Fifteen years ago, hoteliers Peter and Hazelmary Bull made some mocking headlines when reporters noticed their stodgy guest policy: No double rooms for unmarried couples. “You have got to have principles,” Mrs. Bull told the Mirror at the time, under the headline “You Couldn’t Make It Up.”

The Bulls had been turning away unwed mini-breakers from their Cornish guesthouse since 1986, and no one had sued them for it yet. It was, after all, no crime to be the least-cool B&B in England.

That appears to have changed. Last month a British appeals court upheld a £3,600 fine against the Bulls, who in 2008 turned down Martyn Hall and Steven Preddy for a double room, despite their being joined in a civil partnership. The British government has recognized such unions since 2005; the Bulls, born-again Christians, do not. Messrs. Hall and Preddy sued, on the grounds that their rights had been violated under the U.K.’s 2007 Equality Act, which bars sexual-orientation discrimination in the provision of services.
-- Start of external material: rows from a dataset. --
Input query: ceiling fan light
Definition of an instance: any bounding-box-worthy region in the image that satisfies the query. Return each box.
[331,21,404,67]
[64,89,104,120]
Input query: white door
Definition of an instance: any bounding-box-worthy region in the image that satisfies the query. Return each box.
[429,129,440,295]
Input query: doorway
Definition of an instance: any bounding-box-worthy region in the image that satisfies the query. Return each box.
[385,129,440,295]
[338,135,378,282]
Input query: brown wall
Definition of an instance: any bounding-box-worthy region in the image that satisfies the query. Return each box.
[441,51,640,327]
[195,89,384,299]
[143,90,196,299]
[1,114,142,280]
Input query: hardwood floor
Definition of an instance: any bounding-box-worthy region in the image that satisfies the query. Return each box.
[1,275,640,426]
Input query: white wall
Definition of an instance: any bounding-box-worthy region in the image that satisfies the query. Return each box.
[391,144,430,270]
The Bulls are now hoping to appeal to the U.K. Supreme Court and, if that fails, the European Court of Human Rights. British law currently exempts some religious institutions from some nondiscrimination laws, but commercial guesthouses don’t count. While the Bulls are perfectly entitled to be Christian in private, their business is a “service and public function” under British law, because they offer their services to the “public.”